Заросли ожили, и четыре сотни корсаров и буканьеров ринулись к городу. Пушки на стенах молчали, но худшие опасения Мишеля де Граммона все-таки сбылись. Звук выстрела возле ворот всполошил испанцев, и губернатор, любовавшийся учениями на площади, послал полсотни кавалеристов прояснить обстановку. Едва пираты ворвались в город, как на широкой улице показался отряд всадников, сверкающих хорошо начищенными шлемами и кирасами.
– Буканьеры – вперед! – зычно скомандовал Тим Фалькон. – Стрельба поочередно, плутонгами, по двадцать человек! Пли!

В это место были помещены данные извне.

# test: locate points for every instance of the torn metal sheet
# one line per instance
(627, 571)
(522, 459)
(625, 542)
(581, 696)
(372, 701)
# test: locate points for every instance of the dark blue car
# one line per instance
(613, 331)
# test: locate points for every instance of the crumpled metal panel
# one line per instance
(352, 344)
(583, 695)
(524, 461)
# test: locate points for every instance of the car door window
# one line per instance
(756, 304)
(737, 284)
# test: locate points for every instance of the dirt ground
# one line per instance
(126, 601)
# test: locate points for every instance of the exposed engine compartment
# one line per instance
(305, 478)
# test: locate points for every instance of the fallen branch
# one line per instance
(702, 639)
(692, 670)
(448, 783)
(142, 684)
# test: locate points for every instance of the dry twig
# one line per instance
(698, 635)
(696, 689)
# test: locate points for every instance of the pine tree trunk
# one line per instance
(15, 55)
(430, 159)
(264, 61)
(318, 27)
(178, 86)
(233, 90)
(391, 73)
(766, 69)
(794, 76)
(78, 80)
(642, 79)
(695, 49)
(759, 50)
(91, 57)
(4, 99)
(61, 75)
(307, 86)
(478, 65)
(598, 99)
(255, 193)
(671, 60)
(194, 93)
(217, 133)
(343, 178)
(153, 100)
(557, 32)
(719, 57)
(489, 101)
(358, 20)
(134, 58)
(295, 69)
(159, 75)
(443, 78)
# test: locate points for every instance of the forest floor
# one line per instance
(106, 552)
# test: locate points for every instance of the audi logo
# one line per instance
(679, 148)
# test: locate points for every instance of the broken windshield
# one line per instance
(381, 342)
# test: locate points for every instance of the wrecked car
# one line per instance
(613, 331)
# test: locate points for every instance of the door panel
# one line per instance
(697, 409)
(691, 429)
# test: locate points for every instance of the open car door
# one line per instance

До ворот добрались еще не все; матросы в беге не были сильны, и первыми к городу прибежали вольные охотники. Громыхнули мушкеты, и буканьеров, а также немногочисленных корсаров окутало пороховым дымом. Скачущие впереди всадники очутились на земле, закричали раненые, дико заржали лошади, раздались ругательства, проклятья, слова команд, и кавалеристы пришпорили лошадей, стараясь побыстрее оказаться в гуще врагов, чтобы затоптать их копытами и изрубить на куски. Испанский командир не видел всех пиратов, а небольшая кучка стрелков его не особо впечатлила.
Но буканьеры не прекращали стрелять. Залпы следовали один за другим почти без перерывов. Пока одни стреляли, другие перезаряжали свои чудовищные ружья, пуля из которых валила на бегу самого громадного быка.
– Цельтесь по лошадям! – снова прозвучала команда Тима Фалькона; он видел, что, несмотря на потери, испанцы упрямо скачут вперед.
Опять ударил залп, и тяжелые пули сразили около десятка лошадей. Среди всадников началась страшная мешанина; улица, хоть и широкая, ограничивала маневр, а раненые лошади, которые бились в конвульсиях, мешали скачущим позади.
Наконец, не выдержав убийственного огня, немногочисленные оставшиеся в живых испанцы развернули коней и умчались обратно на площадь, где уже строились в боевые порядки солдаты. За ними с диким ревом понеслась лавина пиратов. Вырвавшись на площадь, они налетели на испанцев как ураган, и началась беспощадная рубка. Вскоре все было кончено. Многих солдат убили, некоторые бежали, а другие сдались в плен…
Ближе к вечеру из ворот выполз похожий на сытого удава караван, состоявший из тяжело нагруженных мулов, пленных испанских идальго и веселых, шумных пиратов. Индейский вождь не обманул – в городе скопилось ценностей, по самым скромным прикидкам, на сумму более трехсот тысяч пиастров. Идальго, среди которых был и незадачливый губернатор, пираты прихватили с собой, надеясь на богатый выкуп, так что сумма награбленного должна была значительно вырасти…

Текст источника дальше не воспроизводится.